A note of the main features of the Child Support Agency's operational improvement plan and a plea to solicitors to make representations to the strategic review

The Child Support Agency has published its operational improvement plan, which the Secretary of State hopes will solve some if not all of the chronic problems from which it has suffered since its inception in 1993.

The plan clearly acknowledges the scale of the CSA’s failures, noted by the writer on the Opinion page in last month’s Journal. The Agency proposes to meet the challenge of its past failures in four key ways:

  • getting it right;
  • keeping it right;
  • putting it right; and
  • getting the best from the organisation.

To “get it right” the plan tells us that the Agency will work more closely with HM Revenue & Customs to trace non-resident parents. It has to be said that the Agency has used HMRC for some time now without much success. Senior caseworkers will be appointed to deal with more complex cases – but recruited from existing senior staff. Finally, the CSA’s standard letters will be improved to help clients understand what is happening with their case. (A recent one to a client of mine demanded the immediate payment of £57,000 without justification in fact or law.)

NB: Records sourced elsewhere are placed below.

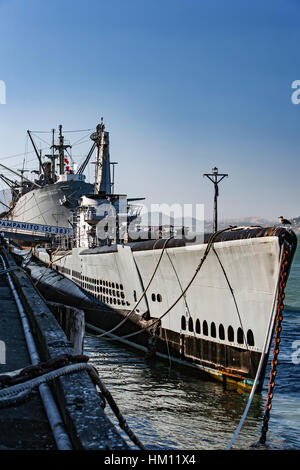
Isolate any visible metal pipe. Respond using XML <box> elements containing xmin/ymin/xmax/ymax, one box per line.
<box><xmin>0</xmin><ymin>255</ymin><xmax>72</xmax><ymax>450</ymax></box>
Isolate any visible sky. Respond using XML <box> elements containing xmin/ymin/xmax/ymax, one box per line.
<box><xmin>0</xmin><ymin>0</ymin><xmax>300</xmax><ymax>219</ymax></box>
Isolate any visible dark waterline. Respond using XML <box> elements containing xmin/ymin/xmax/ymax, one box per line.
<box><xmin>85</xmin><ymin>240</ymin><xmax>300</xmax><ymax>450</ymax></box>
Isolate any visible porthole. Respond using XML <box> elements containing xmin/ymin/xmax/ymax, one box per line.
<box><xmin>237</xmin><ymin>328</ymin><xmax>244</xmax><ymax>344</ymax></box>
<box><xmin>247</xmin><ymin>330</ymin><xmax>254</xmax><ymax>346</ymax></box>
<box><xmin>227</xmin><ymin>326</ymin><xmax>234</xmax><ymax>341</ymax></box>
<box><xmin>219</xmin><ymin>323</ymin><xmax>225</xmax><ymax>339</ymax></box>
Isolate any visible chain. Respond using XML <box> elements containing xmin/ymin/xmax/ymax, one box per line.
<box><xmin>259</xmin><ymin>248</ymin><xmax>289</xmax><ymax>444</ymax></box>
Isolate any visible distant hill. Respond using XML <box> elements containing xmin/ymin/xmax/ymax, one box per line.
<box><xmin>0</xmin><ymin>189</ymin><xmax>11</xmax><ymax>212</ymax></box>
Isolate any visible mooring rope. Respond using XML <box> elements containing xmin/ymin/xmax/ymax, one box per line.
<box><xmin>0</xmin><ymin>362</ymin><xmax>145</xmax><ymax>450</ymax></box>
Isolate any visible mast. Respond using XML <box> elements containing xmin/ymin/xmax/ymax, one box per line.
<box><xmin>51</xmin><ymin>124</ymin><xmax>72</xmax><ymax>175</ymax></box>
<box><xmin>91</xmin><ymin>118</ymin><xmax>111</xmax><ymax>194</ymax></box>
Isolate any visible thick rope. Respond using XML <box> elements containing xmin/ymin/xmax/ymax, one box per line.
<box><xmin>88</xmin><ymin>237</ymin><xmax>173</xmax><ymax>338</ymax></box>
<box><xmin>0</xmin><ymin>363</ymin><xmax>145</xmax><ymax>450</ymax></box>
<box><xmin>120</xmin><ymin>227</ymin><xmax>235</xmax><ymax>339</ymax></box>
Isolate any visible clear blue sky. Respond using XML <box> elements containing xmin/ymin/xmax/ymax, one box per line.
<box><xmin>0</xmin><ymin>0</ymin><xmax>300</xmax><ymax>218</ymax></box>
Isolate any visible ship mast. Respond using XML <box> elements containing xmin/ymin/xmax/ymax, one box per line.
<box><xmin>91</xmin><ymin>118</ymin><xmax>111</xmax><ymax>194</ymax></box>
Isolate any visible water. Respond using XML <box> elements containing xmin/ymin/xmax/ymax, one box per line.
<box><xmin>85</xmin><ymin>239</ymin><xmax>300</xmax><ymax>450</ymax></box>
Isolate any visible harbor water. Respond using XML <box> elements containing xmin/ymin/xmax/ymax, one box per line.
<box><xmin>85</xmin><ymin>238</ymin><xmax>300</xmax><ymax>450</ymax></box>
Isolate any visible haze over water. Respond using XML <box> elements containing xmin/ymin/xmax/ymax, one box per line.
<box><xmin>85</xmin><ymin>238</ymin><xmax>300</xmax><ymax>450</ymax></box>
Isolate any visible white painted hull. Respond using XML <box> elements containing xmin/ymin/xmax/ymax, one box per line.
<box><xmin>33</xmin><ymin>230</ymin><xmax>298</xmax><ymax>390</ymax></box>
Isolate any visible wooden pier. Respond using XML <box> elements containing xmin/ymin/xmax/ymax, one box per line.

We should see what actually appears before welcoming the plan wholeheartedly.

The theme of Keeping it Right relates to proper case management. The Agency intends to “develop risk profiles” to help it focus on those who are unlikely to pay. Does that cover those who have been hit with inaccurate and unjustified calculations of child support maintenance? If so there is a more obvious way of addressing the issue.

Under “Putting it Right” the plan includes “managing NRPs [non-resident parents] with child support debt more effectively”. Is it too much to hope that the Agency staff will begin to consult with the creditors of child support debt in respect of the rate of recovery of arrears before entering into a binding agreement with the NRP?

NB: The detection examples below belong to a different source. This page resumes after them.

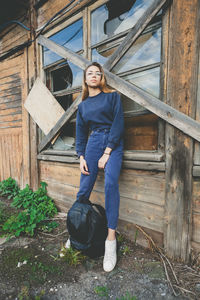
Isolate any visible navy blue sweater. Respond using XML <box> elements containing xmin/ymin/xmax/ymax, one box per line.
<box><xmin>76</xmin><ymin>92</ymin><xmax>124</xmax><ymax>156</ymax></box>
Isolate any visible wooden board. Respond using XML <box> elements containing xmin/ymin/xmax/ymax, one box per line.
<box><xmin>39</xmin><ymin>161</ymin><xmax>165</xmax><ymax>232</ymax></box>
<box><xmin>164</xmin><ymin>0</ymin><xmax>200</xmax><ymax>262</ymax></box>
<box><xmin>24</xmin><ymin>77</ymin><xmax>65</xmax><ymax>135</ymax></box>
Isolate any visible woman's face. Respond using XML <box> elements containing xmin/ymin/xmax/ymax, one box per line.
<box><xmin>85</xmin><ymin>66</ymin><xmax>102</xmax><ymax>88</ymax></box>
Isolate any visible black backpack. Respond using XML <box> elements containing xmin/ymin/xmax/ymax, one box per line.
<box><xmin>67</xmin><ymin>197</ymin><xmax>108</xmax><ymax>258</ymax></box>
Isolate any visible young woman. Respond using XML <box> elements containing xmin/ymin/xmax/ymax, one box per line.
<box><xmin>66</xmin><ymin>62</ymin><xmax>124</xmax><ymax>272</ymax></box>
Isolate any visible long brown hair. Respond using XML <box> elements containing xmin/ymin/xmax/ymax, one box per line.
<box><xmin>82</xmin><ymin>62</ymin><xmax>114</xmax><ymax>101</ymax></box>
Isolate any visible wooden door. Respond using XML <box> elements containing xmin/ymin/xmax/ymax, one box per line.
<box><xmin>0</xmin><ymin>55</ymin><xmax>23</xmax><ymax>183</ymax></box>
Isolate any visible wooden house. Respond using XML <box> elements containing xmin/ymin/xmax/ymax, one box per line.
<box><xmin>0</xmin><ymin>0</ymin><xmax>200</xmax><ymax>261</ymax></box>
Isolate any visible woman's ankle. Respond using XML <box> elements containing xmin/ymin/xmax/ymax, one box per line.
<box><xmin>107</xmin><ymin>228</ymin><xmax>116</xmax><ymax>241</ymax></box>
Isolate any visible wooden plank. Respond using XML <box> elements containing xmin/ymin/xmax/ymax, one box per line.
<box><xmin>192</xmin><ymin>180</ymin><xmax>200</xmax><ymax>213</ymax></box>
<box><xmin>192</xmin><ymin>166</ymin><xmax>200</xmax><ymax>177</ymax></box>
<box><xmin>24</xmin><ymin>77</ymin><xmax>65</xmax><ymax>135</ymax></box>
<box><xmin>40</xmin><ymin>161</ymin><xmax>165</xmax><ymax>206</ymax></box>
<box><xmin>104</xmin><ymin>0</ymin><xmax>166</xmax><ymax>70</ymax></box>
<box><xmin>27</xmin><ymin>1</ymin><xmax>39</xmax><ymax>190</ymax></box>
<box><xmin>40</xmin><ymin>149</ymin><xmax>164</xmax><ymax>162</ymax></box>
<box><xmin>0</xmin><ymin>106</ymin><xmax>22</xmax><ymax>116</ymax></box>
<box><xmin>164</xmin><ymin>0</ymin><xmax>199</xmax><ymax>262</ymax></box>
<box><xmin>117</xmin><ymin>220</ymin><xmax>163</xmax><ymax>248</ymax></box>
<box><xmin>44</xmin><ymin>181</ymin><xmax>163</xmax><ymax>232</ymax></box>
<box><xmin>192</xmin><ymin>213</ymin><xmax>200</xmax><ymax>243</ymax></box>
<box><xmin>37</xmin><ymin>154</ymin><xmax>79</xmax><ymax>164</ymax></box>
<box><xmin>194</xmin><ymin>37</ymin><xmax>200</xmax><ymax>165</ymax></box>
<box><xmin>37</xmin><ymin>0</ymin><xmax>93</xmax><ymax>31</ymax></box>
<box><xmin>37</xmin><ymin>154</ymin><xmax>165</xmax><ymax>171</ymax></box>
<box><xmin>0</xmin><ymin>112</ymin><xmax>22</xmax><ymax>124</ymax></box>
<box><xmin>38</xmin><ymin>36</ymin><xmax>200</xmax><ymax>151</ymax></box>
<box><xmin>0</xmin><ymin>97</ymin><xmax>21</xmax><ymax>111</ymax></box>
<box><xmin>20</xmin><ymin>49</ymin><xmax>31</xmax><ymax>188</ymax></box>
<box><xmin>122</xmin><ymin>160</ymin><xmax>165</xmax><ymax>172</ymax></box>
<box><xmin>0</xmin><ymin>119</ymin><xmax>22</xmax><ymax>128</ymax></box>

“Getting the Best from the Organisation” should be the most important section of the plan. While the prospect of 1,000 new staff looks promising, the sting in the tail is “a prioritised programme of work with our IT supplier… to rectify some of the remaining problems with the IT systems” (emphasis added). None of the current IT problems are acceptable bearing in mind the cost of the computer system to date, the scale of the problem and the magnitude of the human cost of its failure. If the ambition is only to rectify some of the problems then I suggest that the aim is so low that it almost deserves to miss.

We are also to look forward to a strategic review of the whole child support system, under the chairmanship of Sir David Henshaw, former chief executive of Liverpool City Council. This is hoped to reform the system radically by 2009.

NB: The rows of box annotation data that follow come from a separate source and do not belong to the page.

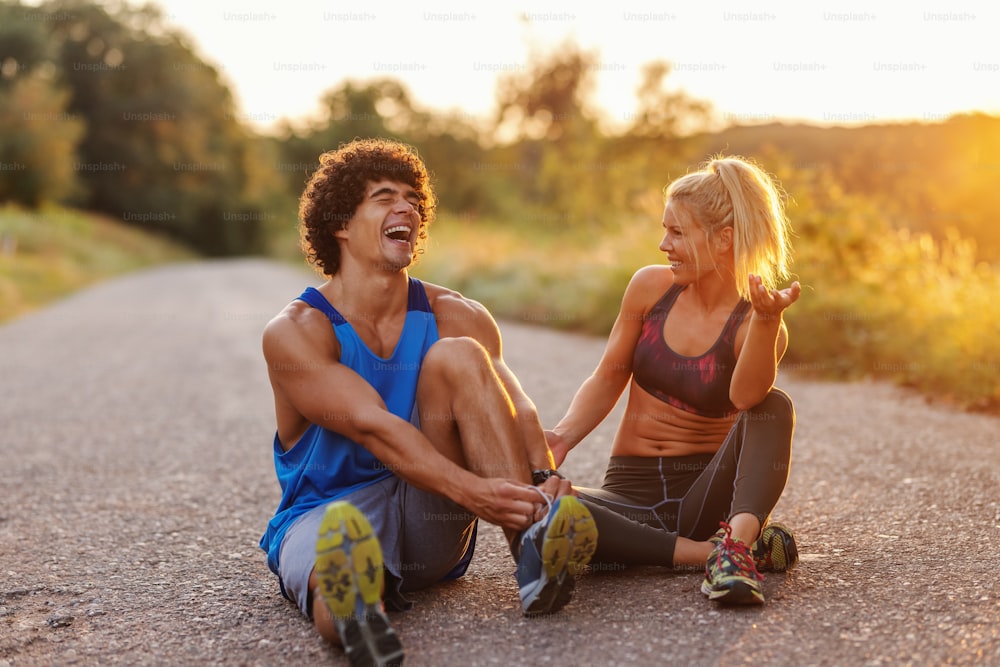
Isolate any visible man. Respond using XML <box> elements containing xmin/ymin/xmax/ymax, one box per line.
<box><xmin>261</xmin><ymin>139</ymin><xmax>597</xmax><ymax>664</ymax></box>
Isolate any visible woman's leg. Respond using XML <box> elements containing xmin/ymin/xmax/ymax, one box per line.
<box><xmin>675</xmin><ymin>389</ymin><xmax>795</xmax><ymax>564</ymax></box>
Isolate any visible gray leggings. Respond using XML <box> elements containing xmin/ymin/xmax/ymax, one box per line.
<box><xmin>578</xmin><ymin>389</ymin><xmax>795</xmax><ymax>567</ymax></box>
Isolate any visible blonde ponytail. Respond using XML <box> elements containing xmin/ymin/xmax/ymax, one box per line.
<box><xmin>666</xmin><ymin>157</ymin><xmax>791</xmax><ymax>299</ymax></box>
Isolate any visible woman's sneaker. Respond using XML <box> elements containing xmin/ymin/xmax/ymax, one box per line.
<box><xmin>701</xmin><ymin>522</ymin><xmax>764</xmax><ymax>604</ymax></box>
<box><xmin>316</xmin><ymin>501</ymin><xmax>403</xmax><ymax>667</ymax></box>
<box><xmin>750</xmin><ymin>523</ymin><xmax>799</xmax><ymax>572</ymax></box>
<box><xmin>517</xmin><ymin>496</ymin><xmax>597</xmax><ymax>616</ymax></box>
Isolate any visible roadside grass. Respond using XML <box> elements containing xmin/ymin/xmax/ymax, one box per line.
<box><xmin>0</xmin><ymin>205</ymin><xmax>197</xmax><ymax>322</ymax></box>
<box><xmin>413</xmin><ymin>215</ymin><xmax>1000</xmax><ymax>414</ymax></box>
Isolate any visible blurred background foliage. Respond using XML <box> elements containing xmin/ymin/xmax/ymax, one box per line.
<box><xmin>0</xmin><ymin>0</ymin><xmax>1000</xmax><ymax>411</ymax></box>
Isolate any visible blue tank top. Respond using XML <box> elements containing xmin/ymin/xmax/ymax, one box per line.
<box><xmin>632</xmin><ymin>285</ymin><xmax>750</xmax><ymax>417</ymax></box>
<box><xmin>260</xmin><ymin>278</ymin><xmax>438</xmax><ymax>574</ymax></box>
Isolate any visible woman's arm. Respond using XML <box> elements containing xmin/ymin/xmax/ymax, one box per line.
<box><xmin>545</xmin><ymin>266</ymin><xmax>673</xmax><ymax>466</ymax></box>
<box><xmin>729</xmin><ymin>276</ymin><xmax>802</xmax><ymax>410</ymax></box>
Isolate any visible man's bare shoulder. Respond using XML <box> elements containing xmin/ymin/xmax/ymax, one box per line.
<box><xmin>262</xmin><ymin>300</ymin><xmax>336</xmax><ymax>355</ymax></box>
<box><xmin>424</xmin><ymin>282</ymin><xmax>496</xmax><ymax>338</ymax></box>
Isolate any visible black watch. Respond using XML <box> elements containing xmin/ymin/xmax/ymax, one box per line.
<box><xmin>531</xmin><ymin>468</ymin><xmax>566</xmax><ymax>486</ymax></box>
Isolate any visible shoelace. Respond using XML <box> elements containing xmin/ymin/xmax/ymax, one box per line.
<box><xmin>531</xmin><ymin>486</ymin><xmax>553</xmax><ymax>514</ymax></box>
<box><xmin>715</xmin><ymin>521</ymin><xmax>764</xmax><ymax>580</ymax></box>
<box><xmin>510</xmin><ymin>486</ymin><xmax>554</xmax><ymax>561</ymax></box>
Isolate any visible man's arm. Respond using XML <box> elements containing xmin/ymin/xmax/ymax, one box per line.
<box><xmin>263</xmin><ymin>311</ymin><xmax>538</xmax><ymax>529</ymax></box>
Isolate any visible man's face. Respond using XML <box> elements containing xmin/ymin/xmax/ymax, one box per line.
<box><xmin>336</xmin><ymin>180</ymin><xmax>420</xmax><ymax>272</ymax></box>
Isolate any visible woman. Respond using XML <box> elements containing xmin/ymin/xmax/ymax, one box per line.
<box><xmin>546</xmin><ymin>157</ymin><xmax>801</xmax><ymax>604</ymax></box>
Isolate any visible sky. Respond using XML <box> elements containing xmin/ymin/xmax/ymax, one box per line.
<box><xmin>137</xmin><ymin>0</ymin><xmax>1000</xmax><ymax>132</ymax></box>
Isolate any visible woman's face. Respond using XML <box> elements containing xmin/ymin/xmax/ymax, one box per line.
<box><xmin>660</xmin><ymin>201</ymin><xmax>716</xmax><ymax>284</ymax></box>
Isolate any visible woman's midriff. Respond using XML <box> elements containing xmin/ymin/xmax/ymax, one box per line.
<box><xmin>611</xmin><ymin>382</ymin><xmax>736</xmax><ymax>456</ymax></box>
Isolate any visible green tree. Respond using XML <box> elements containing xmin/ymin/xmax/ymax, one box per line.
<box><xmin>494</xmin><ymin>43</ymin><xmax>604</xmax><ymax>227</ymax></box>
<box><xmin>22</xmin><ymin>0</ymin><xmax>286</xmax><ymax>255</ymax></box>
<box><xmin>278</xmin><ymin>78</ymin><xmax>490</xmax><ymax>211</ymax></box>
<box><xmin>0</xmin><ymin>4</ymin><xmax>84</xmax><ymax>207</ymax></box>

I suspect that the changes arising out of the operational improvement plan have already been decided. But the strategic review may be more willing to listen. If you have clients who have had problems with the structure, policy or practice of the CSA – and who hasn’t – please write to Sir David so that the review does not proceed simply on the evidence of DWP civil servants. Perhaps we will find that we have contributed to a new and more just replacement to an administrative nightmare which, as the Secretary of State admits, is “not fit for purpose”.